Forgive and Forget
PPP, COVID Tests, Resumes, Judges, Ozy, and Mangoes
When Congress passed the Paycheck Protection Act, they told large, profitable companies not to use it to take out loans they didn’t need. And if they did, they certainly wouldn’t get them forgiven! Well:
But the tough talk hasn’t translated into action. Instead, a ProPublica review has found, the government gave out generous loans to companies that may not have needed them. And it has often forgiven the loans, despite having said that publicly traded companies would be unlikely to merit such generous treatment.
Of course. Surely it can’t have been that many companies, right?
The ProPublica analysis of Securities and Exchange Commission filings found at least 120 publicly traded companies that received loans of more than $500,000, grew their revenues last year and have been allowed to keep the money.
In addition, at least 30 companies announced plans to go public after receiving their loans, bringing in truckloads of investor cash that they often used to pay off other debts — but not the ones they owed to the federal government, all of which were forgiven.
Right, okay, great. When the PPP happened, things were desperate, and Congress was essentially shoveling money at companies to keep the economy going:
In the first round of the bailout, which was quickly depleted, companies did not have to prove that they had actually been impacted by COVID-19.
Instead, the application required them to certify that “current economic uncertainty makes this loan request necessary to support the ongoing operations of the applicant.”
The SBA later released guidance that warned public companies - who have access to capital via other means - that they probably didn’t qualify for PPP loans. But! It wasn’t a rule, it was more of a suggestion.
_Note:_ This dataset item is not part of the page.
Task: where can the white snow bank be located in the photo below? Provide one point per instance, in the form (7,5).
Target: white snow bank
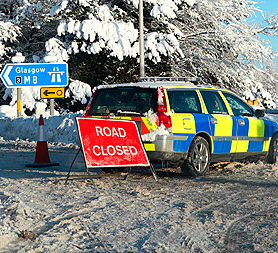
(8,111)
(58,129)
Then, in August, despite that guidance, the SBA started forgiving loans under $2 million dollars without making companies confirm the state of their finances:
It decided that all borrowers of less than $2 million would automatically be “deemed” truthful in their pledges that their loans were necessary.
Cool. Again, the government is well within its rights to simply shower money on companies during a global pandemic and financial crisis, but it should also follow its own rules? Maybe?
The problem with the way the PPP was administered, and with the large companies who took advantage of the essentially free cash from the government, was that it prevented smaller, needy businesses from getting critical cash. Because the PPP had a finite amount of money, those big loans to big companies meant there was a significantly diminished pot for everyone else. The Washington Post reported this last year:
More than half of the money from the Treasury Department’s coronavirus emergency fund for small businesses went to just 5 percent of the recipients, according to data on more than 5 million loans that was released by the government Tuesday evening in response to a Freedom of Information Act request and lawsuit.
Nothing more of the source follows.